There's a lot more that we don't know about the proc without looking at it. Does algorithm.sort sort in descending or ascending order by default? Do you happen to know without looking at the comments whether cmp or cmp[string] is faster for sorting strings? Does math.sqrt(-1) return NaN or raise an exception? Does the first parameter to readLine(f: File, s: var String): bool require the string parameter to be initialized? What is the meaning of 3 in substr(s, 3), the first three characters, the substring starting at the third character, or just s[3] as a string?
Mind you, I do see the benefits of being able to tell more about the behavior of a procedure from the way its being invoked, but this is very much a non-trivial problem.
I can remember some C user say: For C functions with pointer parameters the address operator & shows us that the parameter may be modified.
Then this C user has no idea of how C works:
void baz(int* a);
void foo(int* a) {
// does it modify '*a'? who knows. Note that it's already a pointer so no & are passed around.
baz(a);
}
#define bar(x) x = 8
int main() {
int a[1];
// arrays are "pass by pointer"
foo(a);
// macros can hide it too:
int x = 89;
bar(x);
}
Here is my point:
> foo(x)
> Does foo alter x?
And why is that THE most important question? More important than "does foo make DB accesses?" "Is foo time dependent?" "Can foo allocate memory?" "Is foo executing some external process?"
There was a fellow named Benjamin Adamson at Amazon who used to ask everyone to add const everywhere possible in their C++ code, including local variables and parameters passed by value. I really appreciated his persistence. Too many coders re-use variables in the middle of a function. (Ben is now a fan of Rust, last I heard.) But your suggestion is merely that, a suggestion.
@Jehan and @Araq, true.
I found what I was looking for under Common Criticisms in the wiki. Fair enough.
The underlying problem that we are dealing with here is the difference between the abstract state and concrete state of a type. The concrete state is the actual internal representation – the bits and bytes in memory – while the abstract state is the the externally visible behavior of a type, and the concrete state can change without affecting the abstract state (e.g. because of memoization) [1]. When we conceptually talk about immutability, what we generally are interested in is immutability of the abstract state; however, this type of immutability is a lot harder to capture than immutability of the concrete state, because it's beyond the capabilities of any type system that can't do full theorem proving.

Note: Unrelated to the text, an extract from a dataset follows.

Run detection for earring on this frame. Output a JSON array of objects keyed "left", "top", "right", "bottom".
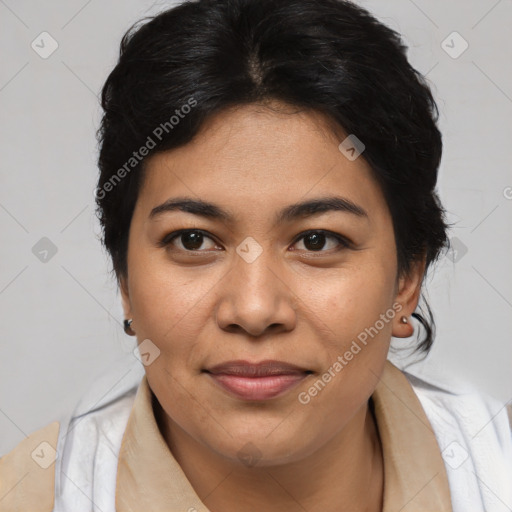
[{"left": 123, "top": 318, "right": 135, "bottom": 336}]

Most solutions need to therefore find one compromise or another; some languages have an escape mechanism (e.g., mutable fields in OCaml or C++) in Nim's case there is a sublanguage (not hampered by verbosity) that guarantees immutability of concrete state (in a way, ref is a mutability escape mechanism for Nim). Neither solution is perfect and cannot be; you get rid of some clerical errors, but may encourage others. Having something with the simplicity of a type system and the power of a full theorem prover is one of the perpetual motion machines of computer science: it would be very nice to have, but is unattainable in practice. Hence we get compromise solutions.
[1] Similar issues arise with the modification of global state as a side effect.